Lorsque l’analyses était restreinte à la première année de suivi, le sur-risque observé était de 11 % (IC95 % : 0,54 - 2,28), et lorsqu’elle était restreinte à la durée d’exposition réelle aux molécules – soit 1,7 année pour les aGLP- 1 et 1,5 pour les iSGLT2 en moyenne –, il était de 27 % (IC95 % : 0,76 - 2,15).

Le critère composite décès par suicide et automutilations était 17 % plus faible dans le groupe aGLP- 1 comparé au groupe iSGLT2 (HR = 0,83 ; IC95 % : 0,70 - 0,97). Aucune différence significative n’a été décelée concernant le risque de dépression ou anxiété (HR = 1,01 ; IC95 % : 0,97 - 1,06).

Selon les auteurs, les résultats de cette étude étayent les conclusions rendues par le comité de pharmacovigilance de l’EMA : il n’y a pas d’association causale démontrée entre l’utilisation d’aGLP- 1 et un sur-risque de suicide, automutilations, dépression ou anxiété.

Cependant, les conclusions de cette étude épidémiologique ne sont pas généralisables aux patients prenant des aGLP- 1 dans d’autres indications, notamment l’obésité.

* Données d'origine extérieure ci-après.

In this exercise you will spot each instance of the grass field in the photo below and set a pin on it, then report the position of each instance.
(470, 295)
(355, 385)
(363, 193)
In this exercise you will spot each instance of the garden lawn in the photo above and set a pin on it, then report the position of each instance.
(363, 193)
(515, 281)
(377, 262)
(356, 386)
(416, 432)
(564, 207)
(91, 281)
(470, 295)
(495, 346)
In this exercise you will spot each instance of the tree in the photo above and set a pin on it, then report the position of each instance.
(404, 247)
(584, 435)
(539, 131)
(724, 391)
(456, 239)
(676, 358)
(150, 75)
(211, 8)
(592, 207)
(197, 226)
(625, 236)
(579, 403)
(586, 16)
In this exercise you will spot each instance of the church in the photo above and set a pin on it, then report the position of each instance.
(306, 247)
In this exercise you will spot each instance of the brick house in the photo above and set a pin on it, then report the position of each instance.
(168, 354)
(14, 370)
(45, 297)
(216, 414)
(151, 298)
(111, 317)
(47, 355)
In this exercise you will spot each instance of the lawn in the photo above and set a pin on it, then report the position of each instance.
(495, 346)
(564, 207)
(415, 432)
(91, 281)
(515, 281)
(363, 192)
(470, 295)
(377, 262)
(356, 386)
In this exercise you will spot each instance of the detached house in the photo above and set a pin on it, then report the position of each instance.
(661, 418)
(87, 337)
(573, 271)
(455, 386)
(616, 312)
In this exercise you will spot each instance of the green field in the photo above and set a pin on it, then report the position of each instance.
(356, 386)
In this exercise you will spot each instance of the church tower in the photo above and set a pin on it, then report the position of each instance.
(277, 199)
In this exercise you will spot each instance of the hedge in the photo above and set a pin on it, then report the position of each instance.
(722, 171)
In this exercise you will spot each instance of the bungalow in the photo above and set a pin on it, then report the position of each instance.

Une analyse post hoc  de 4 études, publiée également début septembre dans le JAMA Internal Medicine , apporte des données complémentaires concernant des personnes traitées par sémaglutide pour leur obésité. 

Les auteurs ont combiné les données des études STEP 1, 2, 3 et 5. Dans ces essais de phase III, randomisés, contrôlés par placebo et double insu, les patients prenaient du sémaglutide 2,4 mg ou un placebo pour le contrôle du poids. L’analyse a inclus près de 3 700 participants (70 à 77 % de femmes ; âge moyen : 47 ans) traités majoritairement pendant 68 semaines (104 semaines pour l’essai STEP 5). Les personnes ayant des antécédents de tentative de suicide, des idéations suicidaires dans le mois précédent, de dépression durant les 2 années précédentes ou des pathologies psychiatriques sévères (schizophrénie, trouble bipolaire…) ont été exclues. 

Les chercheurs se sont intéressés à l’évolution des symptômes dépressifset de l’idéation suicidaire pendant le traitement :

• mesurés grâce à l’échelle PHQ- 9 (Patient Health Questionnaire, qui va de 0 à 27, des valeurs plus grandes signalant une sévérité croissante), les symptômes dépressifs ont peu évolué dans les deux groupes et sont restés inférieurs à 3 (absence de symptômes ou des symptômes très légers). La probabilité d’évolution défavorable du score entre l’inclusion et la semaine 68 était plus faible avec le sémaglutide qu’avec le placebo (odds ratio = 0,63 ; IC95 % : 0,50 - 0,79 ; P < 0,001).
• Environ 1 % des patients ont rapporté une idéation ou comportement suicidaire (de 0,4 % à 1,4 % en fonction des groupes et de l’étude), sans différence significative entre les groupes.

Les résultats de cette analyse post hoc suggèrent donc que la prise de sémaglutide 2,4 mg n’augmente pas le risque de développer des symptômes dépressifs ou une idéation suicidaire par rapport au placebo.